The thing that's still fairly unclear to me is whether the collation
information is attached to the operators/functions or to the data.
I recall there's been some discussion of sticking collation IDs into
individual text Datums, which is a completely different path than what
you are positing above.  Does the SQL spec mandate one or the other of
these approaches?  If it does, do we want to believe it?  (The more I
read of SQL2003, the less impressed I get...)
        regards, tom lane


Re: Constraint Type Coercion issue?

From
Martijn van Oosterhout
Date:
On Wed, Sep 14, 2005 at 10:42:36PM -0400, Tom Lane wrote:
> The thing that's still fairly unclear to me is whether the collation
> information is attached to the operators/functions or to the data.
> I recall there's been some discussion of sticking collation IDs into
> individual text Datums, which is a completely different path than what
> you are positing above.  Does the SQL spec mandate one or the other of
> these approaches?  If it does, do we want to believe it?  (The more I
> read of SQL2003, the less impressed I get...)

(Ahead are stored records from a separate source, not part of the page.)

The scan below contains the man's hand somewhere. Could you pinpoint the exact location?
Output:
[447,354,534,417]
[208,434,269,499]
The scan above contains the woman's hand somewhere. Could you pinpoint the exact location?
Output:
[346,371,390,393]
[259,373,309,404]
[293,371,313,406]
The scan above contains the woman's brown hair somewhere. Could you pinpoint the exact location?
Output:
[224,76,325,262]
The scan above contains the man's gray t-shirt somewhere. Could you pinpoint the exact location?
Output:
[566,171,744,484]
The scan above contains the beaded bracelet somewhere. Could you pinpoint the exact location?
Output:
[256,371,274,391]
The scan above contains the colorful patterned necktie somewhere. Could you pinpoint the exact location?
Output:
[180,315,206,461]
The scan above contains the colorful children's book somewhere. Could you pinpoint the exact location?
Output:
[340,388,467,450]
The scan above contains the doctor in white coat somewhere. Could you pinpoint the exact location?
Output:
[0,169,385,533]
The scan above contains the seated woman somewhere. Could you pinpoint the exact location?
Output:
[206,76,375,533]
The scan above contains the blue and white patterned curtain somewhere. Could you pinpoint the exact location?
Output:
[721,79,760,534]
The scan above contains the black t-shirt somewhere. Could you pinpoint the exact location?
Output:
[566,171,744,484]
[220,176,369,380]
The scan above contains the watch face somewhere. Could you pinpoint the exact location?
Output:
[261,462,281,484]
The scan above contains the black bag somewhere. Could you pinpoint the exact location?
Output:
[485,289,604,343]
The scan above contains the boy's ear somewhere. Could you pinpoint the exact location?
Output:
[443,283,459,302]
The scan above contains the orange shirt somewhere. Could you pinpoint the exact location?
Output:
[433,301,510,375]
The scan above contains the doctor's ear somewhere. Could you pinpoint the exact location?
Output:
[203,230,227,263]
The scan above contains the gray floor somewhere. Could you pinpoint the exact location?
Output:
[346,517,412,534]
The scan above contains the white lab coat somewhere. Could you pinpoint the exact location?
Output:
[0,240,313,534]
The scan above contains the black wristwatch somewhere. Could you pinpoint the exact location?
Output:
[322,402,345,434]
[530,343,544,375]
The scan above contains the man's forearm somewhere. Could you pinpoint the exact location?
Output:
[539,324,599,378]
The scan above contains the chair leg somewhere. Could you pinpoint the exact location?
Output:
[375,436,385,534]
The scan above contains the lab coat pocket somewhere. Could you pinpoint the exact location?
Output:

The standard doesn't care I think. My reading is that the COLLATE
status is determined at parse time. From there you can plan however you
like.

AFAIUI, collate is a parameter/property of fields and domains and
affects operators and function, not the data. It only applies to
comparisons, not the output. You could add it as a property to the
data. I wrote a module, taggedtypes [1], which basically implemented
this. My main issue with it is that for the '<' operator, the same
collate property has to be on both arguments or it has to bail. The
only reason why you can attach COLLATE to fields and domains is to give
a default in case the user doesn't specify anything. But if the COLLATE
is given explicitly, it overrides anything.

By way of example:

CREATE TABLE t (a text collate c1, b text collate c2);

select * from t where a < b;              -- ERROR: Indeterminate collate
select * from t where a < b COLLATE c3;   -- Order by c3

My worry about adding the collate to the Datum is that your execution
tree becomes more complex. The two types, with and without COLLATE data
are not interchangable and you would have to add or remove them
continuously.

In the above example, you would have to create an executor node whose
sole purpose is to add the collate bit to a and b before passing it to
the '<' operator. An index can only support one collation at a time
also.

I don't think there is an easy way out...

[1] http://svana.org/kleptog/pgsql/taggedtypes.html
--
Martijn van Oosterhout   <kleptog@svana.org>   http://svana.org/kleptog/
> Patent. n. Genius is 5% inspiration and 95% perspiration. A patent is a
> tool for doing 5% of the work and then sitting around waiting for someone
> else to do the other 95% so you can sue them.